Oklahoma State University women's basketball coach Kurt Budke and assistant coach Miranda Serna were killed when the single-engine plane they were riding in during a recruiting trip crashed in steep terrain in central Arkansas, the university confirmed Friday morning.
The university said the pair died in the crash around 7 p.m. Thursday night in the Winona Wildlife Management Area near Perryville, about 45 miles west of Little Rock. The plane's pilot and another passenger also died in the crash, but their names were not immediately released. OSU said they were not affiliated with the university.
“There were no survivors,” the university statement said.
The crash is the second major tragedy for the sports program in about a decade. In January 2001, 10 men affiliated with the university's men's basketball team died in a Colorado plane crash, prompting the university to require that planes used by the school's sports team undergo safety checks before travel. It wasn't immediately clear if the same policy applied to travel by coaches or administrators.
Oklahoma State canceled its women's college basketball home games set for Saturday and Sunday. The school's second-ranked college football team plays Friday night at Iowa State.
University president Burns Hargis credited Budke with elevating the team in a tough program. Serna, he said, set a good example for the players.
“Our hearts and prayers go out to the families of Kurt Budke, Miranda Serna and the other victims. Kurt was an exemplary leader and a man of character who had a profound impact on his student-athletes,” Hargis said. “Miranda was an up-and-coming coach and an outstanding role model for our young ladies.”
OSU hired Budke from Louisiana Tech seven years ago and the coach compiled a 112-83 record at the school. This year's team was 1-0 after defeating Rice on Sunday.
The National Transportation Safety Board said it was sending investigators, and that it could take nine months to determine the cause of the crash.
FAA records showed that the plane was built in 1964 and registered to Olin Branstetter of Ponca City, Okla.
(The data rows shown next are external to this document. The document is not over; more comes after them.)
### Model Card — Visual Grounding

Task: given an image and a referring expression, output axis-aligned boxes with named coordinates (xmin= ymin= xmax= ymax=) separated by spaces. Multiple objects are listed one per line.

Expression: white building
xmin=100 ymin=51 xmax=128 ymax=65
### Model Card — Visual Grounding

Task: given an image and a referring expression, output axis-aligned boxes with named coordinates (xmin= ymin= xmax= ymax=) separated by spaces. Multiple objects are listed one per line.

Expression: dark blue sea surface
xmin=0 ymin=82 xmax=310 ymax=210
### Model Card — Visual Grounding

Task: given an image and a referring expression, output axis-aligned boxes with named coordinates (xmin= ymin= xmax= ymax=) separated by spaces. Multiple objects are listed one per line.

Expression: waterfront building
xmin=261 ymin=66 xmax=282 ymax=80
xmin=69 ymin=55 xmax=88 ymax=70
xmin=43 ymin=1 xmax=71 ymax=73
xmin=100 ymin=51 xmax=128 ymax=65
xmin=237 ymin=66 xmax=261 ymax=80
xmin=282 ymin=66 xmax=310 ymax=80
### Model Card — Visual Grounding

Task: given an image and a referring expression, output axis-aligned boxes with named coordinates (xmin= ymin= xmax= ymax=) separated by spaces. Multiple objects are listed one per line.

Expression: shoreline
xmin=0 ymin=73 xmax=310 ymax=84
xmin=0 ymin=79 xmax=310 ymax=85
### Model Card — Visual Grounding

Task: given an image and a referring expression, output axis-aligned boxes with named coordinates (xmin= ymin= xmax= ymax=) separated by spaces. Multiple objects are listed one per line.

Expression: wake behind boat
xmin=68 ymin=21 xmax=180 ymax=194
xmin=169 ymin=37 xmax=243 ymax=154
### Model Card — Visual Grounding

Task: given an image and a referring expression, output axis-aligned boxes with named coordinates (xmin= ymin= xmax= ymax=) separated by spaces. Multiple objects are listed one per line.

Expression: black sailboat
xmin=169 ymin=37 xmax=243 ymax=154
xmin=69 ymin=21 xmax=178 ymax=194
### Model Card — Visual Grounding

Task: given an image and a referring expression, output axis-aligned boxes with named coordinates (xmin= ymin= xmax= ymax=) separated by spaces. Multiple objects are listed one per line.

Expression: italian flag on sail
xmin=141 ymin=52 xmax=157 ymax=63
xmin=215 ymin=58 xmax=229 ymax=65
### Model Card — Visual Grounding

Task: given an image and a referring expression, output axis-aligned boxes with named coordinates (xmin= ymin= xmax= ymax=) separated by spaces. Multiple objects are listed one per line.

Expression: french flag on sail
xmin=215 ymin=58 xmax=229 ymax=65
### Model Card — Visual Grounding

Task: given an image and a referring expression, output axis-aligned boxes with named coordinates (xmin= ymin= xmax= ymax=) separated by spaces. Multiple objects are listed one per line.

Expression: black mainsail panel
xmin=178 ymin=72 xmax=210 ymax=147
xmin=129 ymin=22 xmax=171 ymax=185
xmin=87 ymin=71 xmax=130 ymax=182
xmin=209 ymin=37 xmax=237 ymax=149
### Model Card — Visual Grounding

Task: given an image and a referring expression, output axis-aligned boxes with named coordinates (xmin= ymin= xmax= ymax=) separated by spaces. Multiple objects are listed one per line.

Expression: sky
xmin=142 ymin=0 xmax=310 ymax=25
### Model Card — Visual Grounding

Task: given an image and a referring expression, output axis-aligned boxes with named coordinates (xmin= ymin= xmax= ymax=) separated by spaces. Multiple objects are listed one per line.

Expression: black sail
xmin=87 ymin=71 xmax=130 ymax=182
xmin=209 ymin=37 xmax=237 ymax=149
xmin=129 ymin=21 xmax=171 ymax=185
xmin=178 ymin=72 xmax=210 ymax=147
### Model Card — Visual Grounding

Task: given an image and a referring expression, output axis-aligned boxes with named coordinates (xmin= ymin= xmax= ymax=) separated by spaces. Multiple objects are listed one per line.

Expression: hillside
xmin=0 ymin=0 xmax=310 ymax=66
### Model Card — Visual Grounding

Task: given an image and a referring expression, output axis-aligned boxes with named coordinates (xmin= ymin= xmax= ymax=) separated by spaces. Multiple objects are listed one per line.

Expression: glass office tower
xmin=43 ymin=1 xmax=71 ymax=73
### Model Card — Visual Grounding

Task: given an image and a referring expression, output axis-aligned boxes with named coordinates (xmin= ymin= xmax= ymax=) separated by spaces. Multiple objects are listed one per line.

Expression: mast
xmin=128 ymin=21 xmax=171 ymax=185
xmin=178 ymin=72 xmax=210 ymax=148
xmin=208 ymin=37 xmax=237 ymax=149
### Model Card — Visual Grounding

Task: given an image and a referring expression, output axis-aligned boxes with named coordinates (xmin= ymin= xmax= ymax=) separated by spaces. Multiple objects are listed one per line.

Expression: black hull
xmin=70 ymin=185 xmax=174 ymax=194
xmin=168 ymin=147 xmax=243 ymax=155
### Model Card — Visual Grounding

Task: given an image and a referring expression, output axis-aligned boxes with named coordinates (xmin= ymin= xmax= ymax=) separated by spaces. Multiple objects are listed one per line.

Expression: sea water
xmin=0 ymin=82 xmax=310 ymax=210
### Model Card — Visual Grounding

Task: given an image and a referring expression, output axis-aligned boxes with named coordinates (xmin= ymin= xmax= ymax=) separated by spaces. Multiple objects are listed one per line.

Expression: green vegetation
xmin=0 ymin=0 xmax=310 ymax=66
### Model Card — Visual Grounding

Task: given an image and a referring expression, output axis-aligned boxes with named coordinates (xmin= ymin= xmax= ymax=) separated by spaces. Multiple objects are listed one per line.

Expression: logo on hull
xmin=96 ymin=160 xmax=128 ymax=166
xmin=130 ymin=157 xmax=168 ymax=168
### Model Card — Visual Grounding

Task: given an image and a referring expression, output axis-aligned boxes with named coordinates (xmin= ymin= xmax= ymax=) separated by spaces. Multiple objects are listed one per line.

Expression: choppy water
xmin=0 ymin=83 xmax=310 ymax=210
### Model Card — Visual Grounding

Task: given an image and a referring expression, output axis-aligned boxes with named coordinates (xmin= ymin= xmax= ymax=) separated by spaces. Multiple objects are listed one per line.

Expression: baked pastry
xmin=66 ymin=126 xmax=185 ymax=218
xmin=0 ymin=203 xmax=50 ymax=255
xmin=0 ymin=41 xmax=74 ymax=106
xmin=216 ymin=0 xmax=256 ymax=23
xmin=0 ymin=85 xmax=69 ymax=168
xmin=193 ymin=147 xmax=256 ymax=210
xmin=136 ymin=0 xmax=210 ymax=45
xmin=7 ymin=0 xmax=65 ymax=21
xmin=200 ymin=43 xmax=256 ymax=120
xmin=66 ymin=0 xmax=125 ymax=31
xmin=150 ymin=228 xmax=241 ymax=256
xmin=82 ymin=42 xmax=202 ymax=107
A telephone message left on an answering machine at a number for Branstetter wasn't immediately returned Friday morning.
The plane that crashed in 2001, a Beechcraft King Air 200, had been donated by a school booster.
On Jan. 27, 2001, one of three planes carrying players and others connected to the OSU men's basketball team crashed in a field 40 miles east of Denver as the Cowboys returned from a game at Colorado. The crash occurred about 35 minutes after the plane took off in light snow.
An NTSB report cited a power loss aboard the plane and said the pilot suffered disorientation while flying the plane manually with still-available instruments.
After that crash, the university began requiring a firm to check out the condition of any plane used by a school sports team. It wasn't immediately known if that policy also applied to planes that carry only coaches or other school employees, or if the plane the women's coaches were traveling in had undergone an independent check.
Thursday night, the weather near the crash site was clear with temperatures in the upper 30s to mid-40s.